\(\mathcal{D}\)-maximal sets (Q2795914)

The study of the structure \({\mathcal E}=(\{A\subseteq\omega:A \text{ is computably enumerable (c.e)} \}, \subseteq)\) occupies a very important part of the theory of computability, in particular, the study of the orbits of its elements. \textit{R. I. Soare} proved in his seminal work [Ann. of Math. (2) 100, 80--120, (1994; Zbl 0253.02040)] that maximal sets form an orbit in \({\mathcal E}\). In this interesting paper under review, the authors consider \({\mathcal D}\)-maximal sets, which are generalizations of maximal sets, introduced in [\textit{E. Herrmann} and \textit{M. Kummer}, J. Symb.
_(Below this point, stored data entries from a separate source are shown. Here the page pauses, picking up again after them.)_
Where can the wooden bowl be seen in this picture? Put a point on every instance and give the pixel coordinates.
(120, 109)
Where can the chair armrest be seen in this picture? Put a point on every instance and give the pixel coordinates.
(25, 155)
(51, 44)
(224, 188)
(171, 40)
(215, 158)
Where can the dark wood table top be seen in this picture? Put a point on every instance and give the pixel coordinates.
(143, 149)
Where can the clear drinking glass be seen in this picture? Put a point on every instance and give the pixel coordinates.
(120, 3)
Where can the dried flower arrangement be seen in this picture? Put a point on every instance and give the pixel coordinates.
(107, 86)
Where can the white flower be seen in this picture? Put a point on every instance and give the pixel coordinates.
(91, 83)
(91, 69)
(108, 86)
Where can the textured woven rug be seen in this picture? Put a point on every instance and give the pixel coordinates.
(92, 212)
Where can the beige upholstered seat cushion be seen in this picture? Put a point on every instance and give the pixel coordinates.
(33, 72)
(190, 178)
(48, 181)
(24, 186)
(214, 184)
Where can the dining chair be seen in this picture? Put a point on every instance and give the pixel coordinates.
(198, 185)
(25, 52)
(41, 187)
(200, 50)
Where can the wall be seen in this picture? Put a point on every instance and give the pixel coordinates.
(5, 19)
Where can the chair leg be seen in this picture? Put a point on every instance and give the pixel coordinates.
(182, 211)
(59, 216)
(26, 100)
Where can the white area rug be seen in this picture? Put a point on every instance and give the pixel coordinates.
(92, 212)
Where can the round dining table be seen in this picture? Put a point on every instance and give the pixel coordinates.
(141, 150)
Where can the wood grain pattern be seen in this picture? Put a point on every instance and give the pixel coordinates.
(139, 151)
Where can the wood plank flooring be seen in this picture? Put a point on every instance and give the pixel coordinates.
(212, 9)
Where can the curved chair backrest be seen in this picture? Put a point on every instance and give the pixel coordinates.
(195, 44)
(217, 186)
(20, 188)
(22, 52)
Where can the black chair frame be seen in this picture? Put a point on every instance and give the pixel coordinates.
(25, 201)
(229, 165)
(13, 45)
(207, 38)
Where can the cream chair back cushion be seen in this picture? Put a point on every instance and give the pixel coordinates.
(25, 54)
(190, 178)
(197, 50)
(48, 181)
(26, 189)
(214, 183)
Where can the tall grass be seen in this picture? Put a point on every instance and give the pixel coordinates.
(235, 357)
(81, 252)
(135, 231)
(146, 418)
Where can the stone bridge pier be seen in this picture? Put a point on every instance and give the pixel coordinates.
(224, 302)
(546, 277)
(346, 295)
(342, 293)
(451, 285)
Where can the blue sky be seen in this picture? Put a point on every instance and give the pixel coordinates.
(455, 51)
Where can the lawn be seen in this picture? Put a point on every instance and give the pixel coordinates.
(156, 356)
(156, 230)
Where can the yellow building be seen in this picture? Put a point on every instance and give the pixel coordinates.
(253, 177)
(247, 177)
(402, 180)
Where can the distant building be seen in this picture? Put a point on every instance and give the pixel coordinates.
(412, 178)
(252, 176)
Log. 59, No. 1, 60--72 (1994; Zbl 0799.03046)]: a noncomputable c.e. set \(A\) is \({\mathcal D}\)-maximal iff for all c.e. sets \(V\supseteq A\) there exists a c.e. set \(D\) disjoint from \(A\) such that either \(V=A\cup D\) or \(V\cup D=\omega\). Given a c.e. set \(A\), let \({\mathcal L}(A)=(\{A\cup W: W\in{\mathcal E}\},\subseteq)\) be the principal filter generated by \(A\). Then let \({\mathcal D}(A)=\{B:B\in{\mathcal L}(A)\text{ and } B-A\text{ is c.e.}\}\). The authors define the notion of generating sets for \({\mathcal D}(A)\). This notion produces ten classes. They prove that each c.e. set is classifiable into one of these classes and that there are complete and incomplete \({\mathcal D}\)-maximal sets in each of these classes. They also get that the \({\mathcal D}\)-maximal sets of some of these classes form a single orbit and that there are infinitely many orbits of \({\mathcal D}\)-maximal sets of some of the other classes.